” The individuality of your artistic voice takes a while to mature,but be reassured, it’s there. Only a very few artists, such as Durer, VanDyck, Bonington, Sargent, and Picasso, did notable work in their early teens. The overwhelming number of artists take much longer. ( on the other end of the scale we find Auguste Rodin, who was thirty-six when he completed his first masterwork, and Milton Avery and Jean Dubuffet, who became full-time painters after the age of forty. Hokusai tells us that “since the age of six I have had the habit of sketching forms of objects.. Although from about fifty I have often published my pictorial works, before the seventieth year none is worthy.”) It’s clear that the pace of artistic development is more likely to resemble that of the proverbial tortoise than than the hare-like course of athletes and some musicians. ( In the early Renaissance, students were bound to master for twelve years.) Artists ordinarily take a great deal of time to arrive at the necessary high level of synthesis and coordination between eye, hand and mind. This process can’t be accelerated by anything except work.

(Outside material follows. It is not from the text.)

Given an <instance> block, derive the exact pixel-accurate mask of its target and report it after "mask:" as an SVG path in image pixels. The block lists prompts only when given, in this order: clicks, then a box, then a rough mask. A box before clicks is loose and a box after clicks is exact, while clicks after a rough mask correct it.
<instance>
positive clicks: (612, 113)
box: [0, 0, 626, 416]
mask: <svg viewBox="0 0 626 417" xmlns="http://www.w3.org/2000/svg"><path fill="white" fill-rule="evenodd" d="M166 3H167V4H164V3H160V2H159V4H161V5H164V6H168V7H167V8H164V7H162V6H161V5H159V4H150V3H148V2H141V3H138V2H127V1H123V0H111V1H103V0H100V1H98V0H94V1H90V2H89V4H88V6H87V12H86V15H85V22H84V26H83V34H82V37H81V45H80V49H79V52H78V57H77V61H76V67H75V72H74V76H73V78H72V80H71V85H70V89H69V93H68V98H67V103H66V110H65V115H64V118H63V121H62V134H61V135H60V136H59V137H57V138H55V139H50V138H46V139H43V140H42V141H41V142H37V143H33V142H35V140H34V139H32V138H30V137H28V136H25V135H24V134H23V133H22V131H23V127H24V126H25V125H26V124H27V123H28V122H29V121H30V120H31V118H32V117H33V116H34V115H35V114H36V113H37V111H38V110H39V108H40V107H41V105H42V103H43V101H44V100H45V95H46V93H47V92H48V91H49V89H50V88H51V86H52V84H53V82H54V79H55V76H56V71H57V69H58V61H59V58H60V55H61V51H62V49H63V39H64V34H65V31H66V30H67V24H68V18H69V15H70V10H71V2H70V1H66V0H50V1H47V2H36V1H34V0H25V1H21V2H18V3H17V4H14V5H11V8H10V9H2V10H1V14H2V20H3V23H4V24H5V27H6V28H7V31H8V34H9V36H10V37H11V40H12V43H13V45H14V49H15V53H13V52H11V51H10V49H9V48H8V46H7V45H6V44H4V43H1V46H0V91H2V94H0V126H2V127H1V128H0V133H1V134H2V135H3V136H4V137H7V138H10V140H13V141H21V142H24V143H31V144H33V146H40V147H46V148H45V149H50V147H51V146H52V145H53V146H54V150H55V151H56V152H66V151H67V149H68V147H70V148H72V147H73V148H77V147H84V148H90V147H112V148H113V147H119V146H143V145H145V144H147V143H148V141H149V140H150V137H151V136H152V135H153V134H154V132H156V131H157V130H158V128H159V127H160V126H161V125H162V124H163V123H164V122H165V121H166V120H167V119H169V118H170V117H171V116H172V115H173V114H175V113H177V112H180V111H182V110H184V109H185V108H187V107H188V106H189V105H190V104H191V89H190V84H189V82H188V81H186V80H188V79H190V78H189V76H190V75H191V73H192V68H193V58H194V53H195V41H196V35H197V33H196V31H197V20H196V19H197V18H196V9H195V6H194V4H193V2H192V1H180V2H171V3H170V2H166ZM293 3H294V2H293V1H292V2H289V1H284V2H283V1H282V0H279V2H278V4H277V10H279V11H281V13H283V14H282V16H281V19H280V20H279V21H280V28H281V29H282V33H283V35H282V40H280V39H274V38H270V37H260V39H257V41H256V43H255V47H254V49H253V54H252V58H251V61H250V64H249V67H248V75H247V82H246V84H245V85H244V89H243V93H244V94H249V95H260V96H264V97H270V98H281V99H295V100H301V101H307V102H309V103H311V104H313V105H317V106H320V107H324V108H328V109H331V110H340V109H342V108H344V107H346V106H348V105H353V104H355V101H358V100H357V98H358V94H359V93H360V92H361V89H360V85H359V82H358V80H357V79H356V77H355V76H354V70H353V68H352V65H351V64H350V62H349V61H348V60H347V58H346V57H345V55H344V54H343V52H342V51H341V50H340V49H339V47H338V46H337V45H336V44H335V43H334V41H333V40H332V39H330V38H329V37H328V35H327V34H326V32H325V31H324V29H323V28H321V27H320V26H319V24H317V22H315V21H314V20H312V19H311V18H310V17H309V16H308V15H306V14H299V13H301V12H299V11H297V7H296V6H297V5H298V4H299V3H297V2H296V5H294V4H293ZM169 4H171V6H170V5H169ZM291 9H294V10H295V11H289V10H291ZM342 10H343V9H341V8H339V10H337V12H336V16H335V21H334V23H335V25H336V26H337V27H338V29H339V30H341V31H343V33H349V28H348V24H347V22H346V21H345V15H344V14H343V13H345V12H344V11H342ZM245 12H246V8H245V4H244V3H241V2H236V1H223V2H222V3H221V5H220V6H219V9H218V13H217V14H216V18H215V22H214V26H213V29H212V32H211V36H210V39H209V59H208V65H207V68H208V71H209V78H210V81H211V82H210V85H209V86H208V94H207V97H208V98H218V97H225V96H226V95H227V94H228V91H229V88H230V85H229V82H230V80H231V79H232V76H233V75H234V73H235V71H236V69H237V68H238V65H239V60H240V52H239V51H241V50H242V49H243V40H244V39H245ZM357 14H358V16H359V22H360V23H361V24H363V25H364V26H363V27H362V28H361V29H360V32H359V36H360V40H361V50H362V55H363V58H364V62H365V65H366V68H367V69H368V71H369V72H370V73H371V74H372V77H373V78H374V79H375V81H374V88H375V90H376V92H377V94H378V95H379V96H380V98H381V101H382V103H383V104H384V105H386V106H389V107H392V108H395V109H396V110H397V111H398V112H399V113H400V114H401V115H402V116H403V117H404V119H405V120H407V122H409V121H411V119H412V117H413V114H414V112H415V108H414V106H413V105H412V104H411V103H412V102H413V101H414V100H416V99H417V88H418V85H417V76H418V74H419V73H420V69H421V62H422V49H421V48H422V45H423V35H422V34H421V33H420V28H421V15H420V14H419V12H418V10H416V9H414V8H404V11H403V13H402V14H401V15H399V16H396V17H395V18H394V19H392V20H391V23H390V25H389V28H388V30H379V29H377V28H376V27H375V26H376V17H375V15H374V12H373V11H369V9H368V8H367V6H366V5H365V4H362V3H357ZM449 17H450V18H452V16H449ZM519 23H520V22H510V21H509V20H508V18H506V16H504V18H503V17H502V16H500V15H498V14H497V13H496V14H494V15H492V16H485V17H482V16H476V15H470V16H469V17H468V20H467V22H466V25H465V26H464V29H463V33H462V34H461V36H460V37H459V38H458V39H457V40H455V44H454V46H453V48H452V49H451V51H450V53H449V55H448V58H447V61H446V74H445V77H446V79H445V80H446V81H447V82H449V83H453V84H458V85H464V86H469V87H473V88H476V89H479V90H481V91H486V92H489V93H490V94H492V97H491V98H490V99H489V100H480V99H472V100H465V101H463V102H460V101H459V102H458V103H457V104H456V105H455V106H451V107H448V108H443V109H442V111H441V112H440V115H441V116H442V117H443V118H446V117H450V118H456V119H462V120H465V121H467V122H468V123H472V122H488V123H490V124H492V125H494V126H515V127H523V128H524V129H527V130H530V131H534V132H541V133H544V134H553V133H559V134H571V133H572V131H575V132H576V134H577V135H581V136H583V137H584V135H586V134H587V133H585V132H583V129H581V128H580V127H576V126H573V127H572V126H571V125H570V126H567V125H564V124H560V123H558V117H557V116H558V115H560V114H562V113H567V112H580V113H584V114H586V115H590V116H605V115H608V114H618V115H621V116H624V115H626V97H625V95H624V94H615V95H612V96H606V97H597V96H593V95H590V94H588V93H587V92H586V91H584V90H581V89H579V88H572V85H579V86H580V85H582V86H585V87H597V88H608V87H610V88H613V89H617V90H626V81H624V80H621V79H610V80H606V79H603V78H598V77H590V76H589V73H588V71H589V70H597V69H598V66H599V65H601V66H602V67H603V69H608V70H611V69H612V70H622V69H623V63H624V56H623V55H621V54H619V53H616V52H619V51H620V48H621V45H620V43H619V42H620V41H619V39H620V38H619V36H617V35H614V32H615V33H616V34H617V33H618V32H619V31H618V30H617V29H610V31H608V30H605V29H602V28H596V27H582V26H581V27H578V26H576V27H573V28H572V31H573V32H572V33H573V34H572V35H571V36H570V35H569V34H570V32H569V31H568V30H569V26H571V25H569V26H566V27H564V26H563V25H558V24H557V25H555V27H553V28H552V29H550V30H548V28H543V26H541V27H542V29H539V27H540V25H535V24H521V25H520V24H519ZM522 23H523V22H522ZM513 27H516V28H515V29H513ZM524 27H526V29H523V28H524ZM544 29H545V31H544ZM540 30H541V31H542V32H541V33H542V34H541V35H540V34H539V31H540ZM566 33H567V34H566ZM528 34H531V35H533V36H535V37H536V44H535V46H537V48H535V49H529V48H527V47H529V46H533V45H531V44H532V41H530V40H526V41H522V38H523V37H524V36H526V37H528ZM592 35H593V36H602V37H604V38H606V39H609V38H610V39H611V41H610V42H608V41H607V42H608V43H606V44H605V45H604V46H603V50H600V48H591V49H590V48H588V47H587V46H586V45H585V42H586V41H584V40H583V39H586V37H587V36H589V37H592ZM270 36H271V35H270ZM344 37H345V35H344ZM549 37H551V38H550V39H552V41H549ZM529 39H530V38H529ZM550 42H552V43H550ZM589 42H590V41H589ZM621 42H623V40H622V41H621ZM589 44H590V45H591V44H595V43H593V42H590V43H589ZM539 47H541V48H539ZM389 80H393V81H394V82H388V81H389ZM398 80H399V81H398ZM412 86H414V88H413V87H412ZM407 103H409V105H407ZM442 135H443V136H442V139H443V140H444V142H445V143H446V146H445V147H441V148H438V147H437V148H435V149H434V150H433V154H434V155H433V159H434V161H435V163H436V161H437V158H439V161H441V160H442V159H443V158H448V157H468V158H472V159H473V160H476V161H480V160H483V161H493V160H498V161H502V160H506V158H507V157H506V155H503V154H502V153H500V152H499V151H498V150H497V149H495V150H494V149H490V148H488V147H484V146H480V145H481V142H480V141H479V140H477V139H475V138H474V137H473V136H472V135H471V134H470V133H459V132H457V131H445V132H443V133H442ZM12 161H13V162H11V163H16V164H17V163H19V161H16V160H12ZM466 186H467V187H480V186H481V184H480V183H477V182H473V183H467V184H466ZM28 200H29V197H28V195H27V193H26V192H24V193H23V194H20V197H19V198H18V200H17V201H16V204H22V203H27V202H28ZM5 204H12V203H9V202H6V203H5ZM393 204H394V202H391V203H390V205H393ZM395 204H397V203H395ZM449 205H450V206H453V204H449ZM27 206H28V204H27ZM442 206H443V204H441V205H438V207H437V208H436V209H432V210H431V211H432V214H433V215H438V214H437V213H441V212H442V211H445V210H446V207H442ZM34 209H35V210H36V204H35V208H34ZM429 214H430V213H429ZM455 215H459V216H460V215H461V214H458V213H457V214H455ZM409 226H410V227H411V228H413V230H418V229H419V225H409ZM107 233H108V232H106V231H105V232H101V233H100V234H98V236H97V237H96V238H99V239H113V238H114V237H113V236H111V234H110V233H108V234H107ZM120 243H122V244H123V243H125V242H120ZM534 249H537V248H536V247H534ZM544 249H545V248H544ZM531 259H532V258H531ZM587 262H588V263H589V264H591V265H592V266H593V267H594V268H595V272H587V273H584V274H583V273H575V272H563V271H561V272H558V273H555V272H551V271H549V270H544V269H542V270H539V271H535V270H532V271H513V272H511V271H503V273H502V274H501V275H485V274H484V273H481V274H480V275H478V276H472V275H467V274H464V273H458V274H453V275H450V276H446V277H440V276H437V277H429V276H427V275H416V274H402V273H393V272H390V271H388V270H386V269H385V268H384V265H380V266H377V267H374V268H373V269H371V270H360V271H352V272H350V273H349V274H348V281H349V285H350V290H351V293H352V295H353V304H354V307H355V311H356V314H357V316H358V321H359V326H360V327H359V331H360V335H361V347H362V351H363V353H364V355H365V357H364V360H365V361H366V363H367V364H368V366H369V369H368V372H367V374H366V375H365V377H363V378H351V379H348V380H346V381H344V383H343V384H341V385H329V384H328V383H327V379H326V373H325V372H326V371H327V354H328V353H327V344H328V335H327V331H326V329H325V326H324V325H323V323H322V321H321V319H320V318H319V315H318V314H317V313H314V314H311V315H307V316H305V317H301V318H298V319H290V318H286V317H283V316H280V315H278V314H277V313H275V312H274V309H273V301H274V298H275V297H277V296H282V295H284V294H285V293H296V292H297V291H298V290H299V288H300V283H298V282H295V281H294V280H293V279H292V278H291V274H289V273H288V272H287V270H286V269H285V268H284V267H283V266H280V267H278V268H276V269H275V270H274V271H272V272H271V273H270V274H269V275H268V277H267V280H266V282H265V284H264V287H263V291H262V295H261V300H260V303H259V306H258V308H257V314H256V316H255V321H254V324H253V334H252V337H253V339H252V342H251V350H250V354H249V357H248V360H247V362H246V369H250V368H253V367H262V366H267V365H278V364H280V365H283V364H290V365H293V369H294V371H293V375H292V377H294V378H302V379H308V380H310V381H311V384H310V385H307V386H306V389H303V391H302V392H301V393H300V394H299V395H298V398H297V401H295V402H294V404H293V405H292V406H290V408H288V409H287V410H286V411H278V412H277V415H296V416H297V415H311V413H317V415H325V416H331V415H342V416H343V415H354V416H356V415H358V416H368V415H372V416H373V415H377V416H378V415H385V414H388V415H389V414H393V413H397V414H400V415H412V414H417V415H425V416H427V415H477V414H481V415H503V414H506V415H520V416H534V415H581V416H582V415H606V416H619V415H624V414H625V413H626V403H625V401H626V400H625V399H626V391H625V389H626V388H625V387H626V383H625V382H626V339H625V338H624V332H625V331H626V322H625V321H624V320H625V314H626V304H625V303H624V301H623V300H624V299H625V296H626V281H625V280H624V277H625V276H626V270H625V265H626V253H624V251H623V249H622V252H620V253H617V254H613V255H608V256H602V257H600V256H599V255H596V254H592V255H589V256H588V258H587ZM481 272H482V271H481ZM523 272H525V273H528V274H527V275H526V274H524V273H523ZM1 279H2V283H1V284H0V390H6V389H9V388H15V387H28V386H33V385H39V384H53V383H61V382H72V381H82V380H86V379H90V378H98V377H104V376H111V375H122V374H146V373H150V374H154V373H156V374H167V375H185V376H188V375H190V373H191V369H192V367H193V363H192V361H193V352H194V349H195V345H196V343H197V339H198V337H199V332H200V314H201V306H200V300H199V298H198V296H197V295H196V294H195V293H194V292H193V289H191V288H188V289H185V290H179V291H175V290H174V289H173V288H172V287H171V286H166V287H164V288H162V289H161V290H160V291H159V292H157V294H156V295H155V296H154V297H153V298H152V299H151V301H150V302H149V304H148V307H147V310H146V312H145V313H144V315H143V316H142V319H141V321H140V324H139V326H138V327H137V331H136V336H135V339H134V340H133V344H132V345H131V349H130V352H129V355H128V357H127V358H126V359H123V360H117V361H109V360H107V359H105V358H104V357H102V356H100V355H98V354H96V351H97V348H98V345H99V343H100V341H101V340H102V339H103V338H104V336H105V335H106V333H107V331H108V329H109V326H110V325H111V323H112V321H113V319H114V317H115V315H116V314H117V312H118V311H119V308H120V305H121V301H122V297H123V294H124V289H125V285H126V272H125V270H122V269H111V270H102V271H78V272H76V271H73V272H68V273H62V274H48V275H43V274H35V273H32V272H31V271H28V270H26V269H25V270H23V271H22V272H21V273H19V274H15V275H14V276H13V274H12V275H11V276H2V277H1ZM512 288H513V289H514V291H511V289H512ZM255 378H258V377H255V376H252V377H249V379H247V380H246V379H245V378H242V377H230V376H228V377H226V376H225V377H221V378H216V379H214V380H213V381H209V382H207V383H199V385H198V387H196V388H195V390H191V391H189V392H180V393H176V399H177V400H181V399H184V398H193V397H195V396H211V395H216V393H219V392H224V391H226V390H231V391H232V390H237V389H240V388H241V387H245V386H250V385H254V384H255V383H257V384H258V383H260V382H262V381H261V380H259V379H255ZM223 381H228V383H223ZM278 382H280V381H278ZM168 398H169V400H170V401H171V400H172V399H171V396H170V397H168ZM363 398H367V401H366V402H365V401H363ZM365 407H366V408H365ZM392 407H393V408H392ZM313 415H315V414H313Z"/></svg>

It may happen that you find yourself making art early on that looks fully developed and receives some recognition. Perhaps it is mature, but if you’re honest with yourself, you might have to admit that for you it lacks meaning or roots. You have discovered that your work is not genuinely yours, and you must reassess where you are going. You need to keep searching for a way of expressing yourself that will elicit the response from you: “THAT’S ME” Ben Shahn describes this experience in his early life as an artist:
‘ It was during those years that the inner critic first began to play hara-kiri with my insides. With such ironic words as, “It has a nice professional look about it ,” my inward demon was prone to ridicule or tear down my work in just those terms in which I was wont to admire it. The question, “Is that enough? Is that all?” began to plague me. Or, “This may be art but is this my own art?” And then I began to realize that however professional my work might appear, even how original it might be, it still did not contain the central person which, for good or ill, was myself.”